Living in such a volatile environment made me grow up fast, too fast. When other children were playing without a care in the world, I was monitoring what type of mood my father and mother were in and whether or not I needed to hide. When those children were thinking about going to dances, I was preparing insulin injections for my mother as she lie dying. As my classmates were going on dates I was trying to stay alive in the foster care system.
Where did my carefree childhood days go? Why did I never get to experience that normal life? I used to think that I must have somehow deserved to be given the hand that I was dealt, but I never could figure out why. I tried to be a good child, make everything alright and yet things never changed. I graduated high school with those children that I envied so much and as they were fleshed faced and ready to begin an exciting new chapter in their lives I felt as though I had already been alive for a thousand years. They hoped to get into a great college and I just hoped that I could make a good life for myself. One that was stable and without abuse. I felt so old.
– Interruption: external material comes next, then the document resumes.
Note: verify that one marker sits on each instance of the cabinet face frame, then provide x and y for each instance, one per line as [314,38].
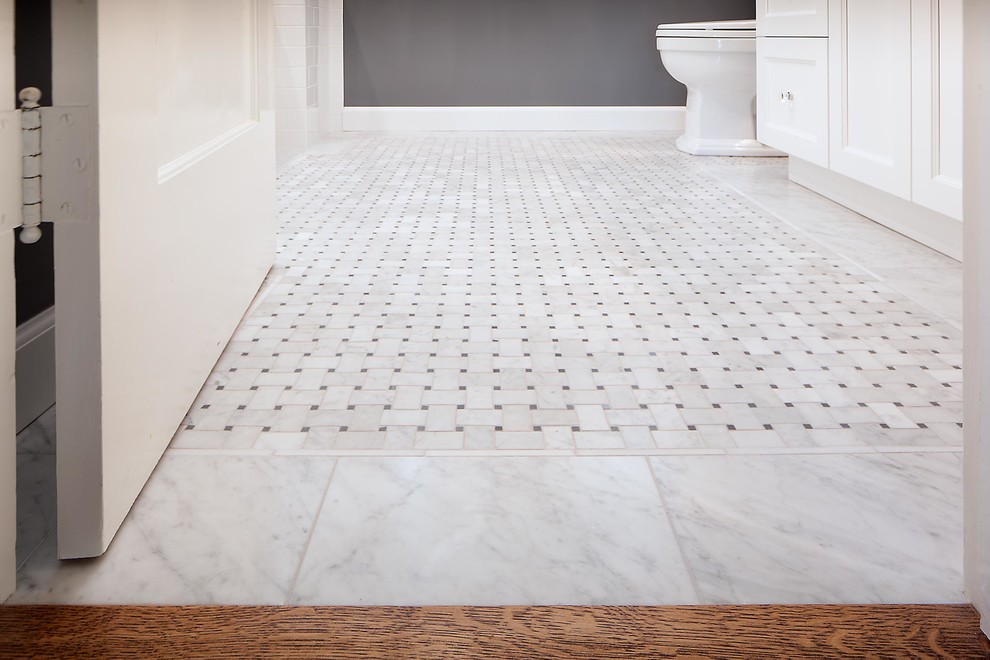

The scars of my childhood and all the abuse are still present sometimes no matter how hard I try to put them aside. It is like they are engraved on the inside of me, lurking just under the surface, waiting for a quiet night so that they can haunt my dreams. I mourn for the list child who never really got a childhood. I try to be thankful that I learned courage and a strength that can handle any troubled times, but I still long to have been one of the little girls with the light of happiness in their eyes.